Event Tackles Controversial Topics

By Rona Johnson
The Northeast Biomass Conference & Expo held Aug. 4-6 in Boston was everything we had hoped it would be. What we didn't expect was the diversity of the attendees. According to Jim Sampson, BBI International's registration manager, eight different countries and 38 states plus the District of Columbia were represented―not bad for a regional event.

I suspect that it was the subject matter and the first plenary session regarding the carbon neutrality and sustainability of woody biomass that drove attendance. The session was well-attended but unfortunately we weren't able to open it up to comments from the audience as I had earlier thought we would. I thought the dialogue amongst the participants-Moderator Dwayne Breger, director of renewable and alternative energy development for the Massachusetts Department of Energy Resources; Dave Tenny, president and CEO of the National Alliance of Forest Owners; Tom Walker, consultant/team lead for the Manomet Center for Conservation Sciences; Bob Perschel, northeast region director of the Forest Guild; and Michael Goergen, executive vice president and CEO of the Society of American Foresters-however, made up for the lack of audience participation.
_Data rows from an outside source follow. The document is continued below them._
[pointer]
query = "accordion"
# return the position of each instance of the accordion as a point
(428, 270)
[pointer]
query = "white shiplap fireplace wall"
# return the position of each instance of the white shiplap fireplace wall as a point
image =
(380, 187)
It was obvious the presenters had differing views on the use of woody biomass, but instead of arguing they were respectful of one another and at the same time made their views known.
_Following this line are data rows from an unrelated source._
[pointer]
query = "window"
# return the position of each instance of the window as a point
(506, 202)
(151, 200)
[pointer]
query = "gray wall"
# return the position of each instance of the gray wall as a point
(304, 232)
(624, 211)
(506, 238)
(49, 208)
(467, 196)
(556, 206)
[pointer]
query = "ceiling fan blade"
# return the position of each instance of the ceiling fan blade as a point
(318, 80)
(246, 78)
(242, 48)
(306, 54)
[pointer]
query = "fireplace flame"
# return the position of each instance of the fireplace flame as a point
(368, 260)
What I found most interesting was the discussion about forest landowners and the fact that they are able to do a better job of perpetuating forest lands when they have more options and markets. This goes against the claims that the use of woody biomass for renewable energy will lead to clear-cutting of forests. Why would forest landowners destroy all of their income in one fell swoop? That‘s akin to the idea that farmers aren't concerned about soil erosion and quality. If they don't take care of their land, then their land won't be as productive and they won't get the yields they need to profit.

I also attended all of the panel sessions in the biomass project development and finance track, most of which basically concluded that projects without abundant, affordable biomass supplies probably will have a tough time getting financing.

I was told that protestors had applied to local law enforcement to hold a demonstration and also that some people were handing out fliers, but I personally never saw or heard any of it. I would have been surprised if there had been a huge demonstration, however, as apparently the people against the use of woody biomass for renewable energy production have already gotten what they wanted in the form of the Manomet Center study, the Massachusetts Executive Office of Energy and Environmental Affairs' request for swift policy changes to the state's renewable portfolio standard in light of the study's findings, and the public meetings held regarding the study.

I just hope the policymakers in Massachusetts don't forget about the forest landowners, loggers and biomass project developers, and the potential for economic development the industry could bring to the state when they are making their decisions.